Los “tiempos” del Congreso salvan a Saúl Huerta

Vaya imagen que están dando los legisladores del Movimiento de Regeneración Nacional (MORENA) en el caso del aún diputado Saúl Huerta Corona. Sí, el impresentable legislador que goza de fuero pese a la acusación en su contra de abuso sexual a un menor de edad.

 

Y es que ayer apareció el “Nacho Mier” del Senado de la República, personificado por el coordinador de los senadores de MORENA, Ricardo Monreal, quien justificó la falta de acción para el desafuero de Huerta.

 

Tras recibir un reproche por parte de Alejandro Encinas, subsecretario de Derechos Humanos, Población y Migración, por no abordar en un periodo extraordinario el desafuero de Saúl Huerta, Ricardo Monreal, indignado, dijo: “son tiempos del Congreso”.

 

Así de vacío, así de lastimoso, así de absurdo su argumento. ¡Son tiempos del Congreso!

 

Es decir, las presuntas víctimas de abuso sexual de Saúl Huerta deben esperar a los tiempos del Congreso para recibir justicia.

 

Qué indecencia, perdón la palabra, de Monreal ante un tema que no debe esperar los tiempos del Congreso.

 

Pero qué tal dan los tiempos en el Congreso para la grilla política.
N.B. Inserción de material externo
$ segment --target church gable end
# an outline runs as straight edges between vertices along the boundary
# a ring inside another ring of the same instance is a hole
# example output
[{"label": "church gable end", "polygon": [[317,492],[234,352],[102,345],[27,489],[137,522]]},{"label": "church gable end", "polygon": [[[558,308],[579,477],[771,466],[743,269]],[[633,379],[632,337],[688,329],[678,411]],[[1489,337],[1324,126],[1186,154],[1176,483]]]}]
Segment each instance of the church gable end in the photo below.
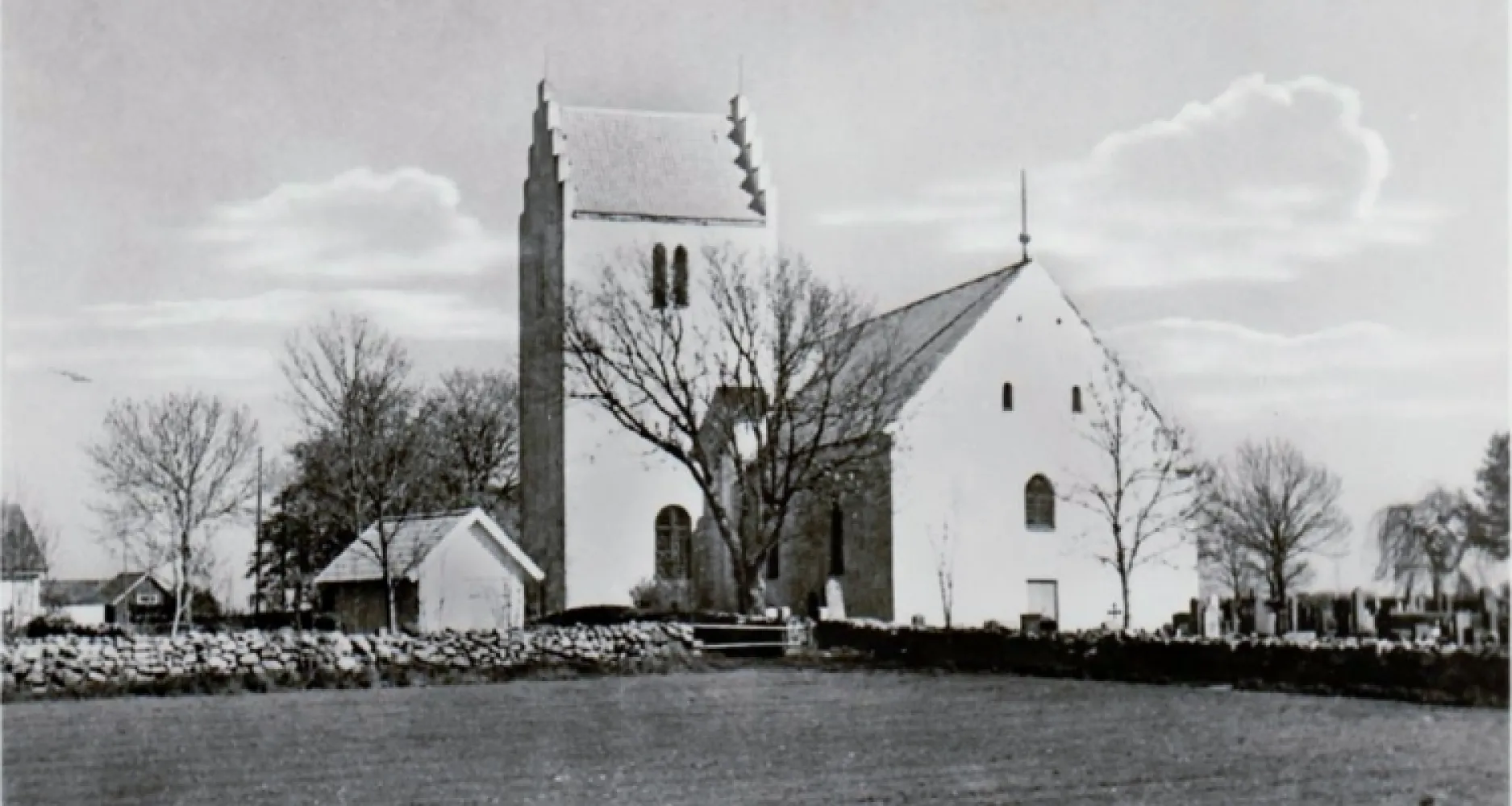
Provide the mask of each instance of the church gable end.
[{"label": "church gable end", "polygon": [[582,219],[762,227],[774,207],[745,98],[730,116],[558,107],[550,139]]}]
Qué tal dan los tiempos del Congreso para campañas. Qué tal dan los tiempos del Congreso para comenzar a hablar de 2024. O de una consulta chafa.

 

La mancha que cargará MORENA gracias a legisladores como Ignacio Mier y Ricardo Monreal no será fácil de borrar y ni los tiempos del Congreso los librarán de rendir cuentas ante la sociedad en las urnas.

 

No cabe duda de que los liderazgos de las bancadas de MORENA en el Congreso y en el Senado parecen estar en la misma sintonía. Lo malo es que esto se ocupa para defender a un diputado que seguro ya ni siquiera está en México.

 

Lamentable.

 

Club Puebla, a punto de cometer un error moral

 

Siguiendo con temas francamente grotescos como es el abuso sexual, en el deporte profesional poblano las cosas no pintan muy diferente, pues también se dan nuevas oportunidades a personajes acusados de este terrible delito.

 

En las últimas horas trascendió que el futbolista Dieter Villalpando está próximo a firmar con el Club Puebla. Esto no generaría ningún tipo de crítica -fuera de lo deportivo- si es que el señor Villalpando no tuviera un proceso judicial en su contra.

 

¿De qué cree que se le acusa? Así es, de abuso sexual contra una menor de edad.

 

Lo peor de este tema es que esos lacayos que solo buscan aplaudir todo lo que sucede en el Puebla, malo o bueno, con tal de recibir playeras, vinos y cortesías, han pedido en redes sociales que se le dé una oportunidad al jugador.

 

¡Por Dios! Lo que es escribir por escribir.